The South African aviation media site reports that all ten of the Thunder City jets have been purchased by Jay Smith, an ex-oil industry entrepreneur who now runs aviation maintenance firm Hangar 51.
World-renowned Thunder City, based in Cape Town, operated a fleet of four English Electric Lightnings, three Blackburn Buccaneers, seven Hawker Hunters, a BAC Jet Provost and an Aérospatiale Puma. The collection was said to be the world’s largest collection of airworthy classic jets, offering air displays and passenger flights. Its Lightnings and Buccaneers were the only flying examples of their kind in the world.
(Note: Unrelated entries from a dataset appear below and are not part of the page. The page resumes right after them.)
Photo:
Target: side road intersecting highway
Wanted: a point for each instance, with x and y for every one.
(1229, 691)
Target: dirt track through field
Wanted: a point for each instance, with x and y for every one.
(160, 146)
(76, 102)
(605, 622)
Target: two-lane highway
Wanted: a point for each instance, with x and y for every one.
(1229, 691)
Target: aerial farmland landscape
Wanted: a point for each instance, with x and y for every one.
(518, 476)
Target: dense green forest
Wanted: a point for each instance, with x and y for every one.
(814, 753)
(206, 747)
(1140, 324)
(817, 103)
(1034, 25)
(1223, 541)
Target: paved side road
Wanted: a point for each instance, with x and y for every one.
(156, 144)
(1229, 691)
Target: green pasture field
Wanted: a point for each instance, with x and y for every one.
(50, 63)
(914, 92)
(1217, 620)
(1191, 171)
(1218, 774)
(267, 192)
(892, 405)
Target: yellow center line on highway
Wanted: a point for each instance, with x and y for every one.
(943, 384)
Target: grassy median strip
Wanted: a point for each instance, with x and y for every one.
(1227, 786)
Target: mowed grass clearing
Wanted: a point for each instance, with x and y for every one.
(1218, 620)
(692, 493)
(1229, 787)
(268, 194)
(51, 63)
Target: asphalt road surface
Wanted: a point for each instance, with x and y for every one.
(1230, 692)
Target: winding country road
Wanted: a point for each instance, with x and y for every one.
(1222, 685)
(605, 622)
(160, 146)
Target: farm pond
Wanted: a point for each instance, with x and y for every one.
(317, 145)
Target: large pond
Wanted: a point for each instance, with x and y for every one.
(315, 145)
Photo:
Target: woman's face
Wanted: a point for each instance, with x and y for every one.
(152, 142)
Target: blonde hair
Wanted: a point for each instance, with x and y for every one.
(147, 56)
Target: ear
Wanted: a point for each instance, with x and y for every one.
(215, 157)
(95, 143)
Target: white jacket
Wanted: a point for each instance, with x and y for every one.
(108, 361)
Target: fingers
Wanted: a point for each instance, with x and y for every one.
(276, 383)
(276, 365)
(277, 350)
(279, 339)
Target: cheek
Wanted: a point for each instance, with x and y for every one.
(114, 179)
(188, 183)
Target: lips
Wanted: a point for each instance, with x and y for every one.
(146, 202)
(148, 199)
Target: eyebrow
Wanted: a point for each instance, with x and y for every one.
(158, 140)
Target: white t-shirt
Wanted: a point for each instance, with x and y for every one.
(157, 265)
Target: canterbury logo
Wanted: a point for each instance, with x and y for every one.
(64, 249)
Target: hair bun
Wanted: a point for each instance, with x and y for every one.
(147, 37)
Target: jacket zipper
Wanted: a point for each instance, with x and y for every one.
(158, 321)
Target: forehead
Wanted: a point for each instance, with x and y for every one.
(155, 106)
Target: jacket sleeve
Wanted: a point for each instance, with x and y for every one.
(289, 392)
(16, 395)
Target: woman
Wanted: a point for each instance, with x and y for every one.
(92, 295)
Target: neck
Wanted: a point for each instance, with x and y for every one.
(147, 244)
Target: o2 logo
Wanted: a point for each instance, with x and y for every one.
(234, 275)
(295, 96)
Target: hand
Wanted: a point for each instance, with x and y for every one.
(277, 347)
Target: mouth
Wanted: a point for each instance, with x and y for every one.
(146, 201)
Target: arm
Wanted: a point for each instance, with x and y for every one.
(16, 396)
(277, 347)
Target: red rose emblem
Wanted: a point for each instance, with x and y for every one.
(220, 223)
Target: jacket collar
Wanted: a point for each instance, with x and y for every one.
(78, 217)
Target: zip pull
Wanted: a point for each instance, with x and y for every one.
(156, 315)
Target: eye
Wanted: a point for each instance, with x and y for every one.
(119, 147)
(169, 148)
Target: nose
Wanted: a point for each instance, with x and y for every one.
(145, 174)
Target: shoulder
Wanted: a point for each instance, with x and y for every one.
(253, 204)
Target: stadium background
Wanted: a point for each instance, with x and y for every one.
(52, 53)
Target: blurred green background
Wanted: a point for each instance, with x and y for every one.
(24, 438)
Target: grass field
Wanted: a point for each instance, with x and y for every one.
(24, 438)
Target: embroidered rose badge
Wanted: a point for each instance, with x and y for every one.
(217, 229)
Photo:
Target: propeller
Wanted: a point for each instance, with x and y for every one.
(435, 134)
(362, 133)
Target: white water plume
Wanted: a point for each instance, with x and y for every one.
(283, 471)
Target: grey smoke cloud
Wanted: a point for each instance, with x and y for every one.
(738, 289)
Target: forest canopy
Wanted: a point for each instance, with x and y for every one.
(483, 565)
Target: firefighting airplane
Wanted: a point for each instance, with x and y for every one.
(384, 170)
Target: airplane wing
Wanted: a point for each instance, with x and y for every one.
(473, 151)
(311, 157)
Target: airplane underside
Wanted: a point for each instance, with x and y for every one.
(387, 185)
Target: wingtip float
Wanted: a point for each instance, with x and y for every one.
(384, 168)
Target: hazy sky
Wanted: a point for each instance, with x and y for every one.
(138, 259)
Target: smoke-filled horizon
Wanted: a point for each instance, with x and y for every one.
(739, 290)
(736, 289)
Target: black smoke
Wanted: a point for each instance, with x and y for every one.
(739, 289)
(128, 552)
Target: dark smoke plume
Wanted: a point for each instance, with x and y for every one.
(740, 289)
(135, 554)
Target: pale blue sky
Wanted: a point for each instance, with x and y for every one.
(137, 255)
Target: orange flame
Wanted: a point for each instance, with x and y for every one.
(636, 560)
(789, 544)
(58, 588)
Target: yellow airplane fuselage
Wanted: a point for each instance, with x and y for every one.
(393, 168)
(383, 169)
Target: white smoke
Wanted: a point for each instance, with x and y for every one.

However, the company was rattled by a fatal airshow accident in 2009, involving one of their Lightning T.5s. Subsequent investigations found major shortcomings in the company’s maintenence operations, resulting in the fleet being grounded for over a year. Although some aircraft returned to flying airshows, they did not continue to fly fare-paying passengers. Much of the fleet was soon put up for sale, and the company flew their last airshow in 2015.
The death of the company’s 59-year-old owner, Mike Beachy Head, in May 2017, brought about the end of operations. Several years after his death, the company’s purpose-built hangar was sold, and the jets left outside, exposed to the elements.
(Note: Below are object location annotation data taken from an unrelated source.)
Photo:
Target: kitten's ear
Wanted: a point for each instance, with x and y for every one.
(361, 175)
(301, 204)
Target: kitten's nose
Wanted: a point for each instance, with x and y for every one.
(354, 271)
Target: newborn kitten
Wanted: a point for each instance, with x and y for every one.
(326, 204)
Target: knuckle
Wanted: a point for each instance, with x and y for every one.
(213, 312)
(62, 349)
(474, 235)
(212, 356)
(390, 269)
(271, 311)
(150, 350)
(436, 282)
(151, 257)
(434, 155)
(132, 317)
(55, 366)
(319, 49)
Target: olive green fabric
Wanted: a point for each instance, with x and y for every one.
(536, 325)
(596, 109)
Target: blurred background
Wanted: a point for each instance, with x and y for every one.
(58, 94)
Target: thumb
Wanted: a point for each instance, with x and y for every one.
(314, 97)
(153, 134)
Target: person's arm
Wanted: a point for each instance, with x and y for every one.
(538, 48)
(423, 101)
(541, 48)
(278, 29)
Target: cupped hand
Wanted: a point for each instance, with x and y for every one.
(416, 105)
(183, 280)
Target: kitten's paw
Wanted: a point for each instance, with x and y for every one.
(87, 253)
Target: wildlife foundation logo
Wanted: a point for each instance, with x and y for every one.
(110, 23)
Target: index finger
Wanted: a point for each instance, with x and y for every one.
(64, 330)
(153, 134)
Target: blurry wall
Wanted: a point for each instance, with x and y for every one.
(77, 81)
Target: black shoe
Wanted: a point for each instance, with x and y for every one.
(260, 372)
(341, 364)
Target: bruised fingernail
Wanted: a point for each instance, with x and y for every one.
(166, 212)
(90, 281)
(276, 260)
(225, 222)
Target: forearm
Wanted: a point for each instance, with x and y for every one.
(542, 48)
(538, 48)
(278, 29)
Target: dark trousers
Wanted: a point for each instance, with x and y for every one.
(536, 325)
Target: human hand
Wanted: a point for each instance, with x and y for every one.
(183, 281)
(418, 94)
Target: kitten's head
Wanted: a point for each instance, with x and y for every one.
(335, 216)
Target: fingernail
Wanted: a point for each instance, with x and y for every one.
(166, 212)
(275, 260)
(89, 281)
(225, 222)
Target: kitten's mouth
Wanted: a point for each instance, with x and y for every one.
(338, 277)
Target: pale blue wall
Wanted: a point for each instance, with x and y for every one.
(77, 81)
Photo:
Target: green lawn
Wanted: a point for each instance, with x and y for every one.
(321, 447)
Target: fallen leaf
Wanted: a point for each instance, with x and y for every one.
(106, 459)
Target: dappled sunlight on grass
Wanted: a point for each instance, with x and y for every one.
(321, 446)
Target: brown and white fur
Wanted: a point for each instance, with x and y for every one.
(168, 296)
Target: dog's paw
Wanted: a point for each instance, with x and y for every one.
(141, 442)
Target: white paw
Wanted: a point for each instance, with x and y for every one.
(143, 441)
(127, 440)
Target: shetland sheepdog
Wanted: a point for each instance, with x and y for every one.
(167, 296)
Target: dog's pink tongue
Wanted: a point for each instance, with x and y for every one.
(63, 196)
With hopes fading that the aircraft would ever fly again, the remains of the collection were bought by Mr Smith in late 2021. This includes three Lightnings, three Hunters, three Buccaneers and one Jet Provost. As part of an effort to restore at least some of the aircraft to flight, Buccaneer S2B undertook a successful engine run on the 13th January 2022.
Hangar 51 already has experience of operating vintage jets, including an L-29 Delfin
SA Flyer reports that Mr Smith is in negotiations to move the fleet into a hangar at Cape Town and that he plans to “get as many of the aircraft flying as possible” for use in an air-to-air combat school similar to Draken International.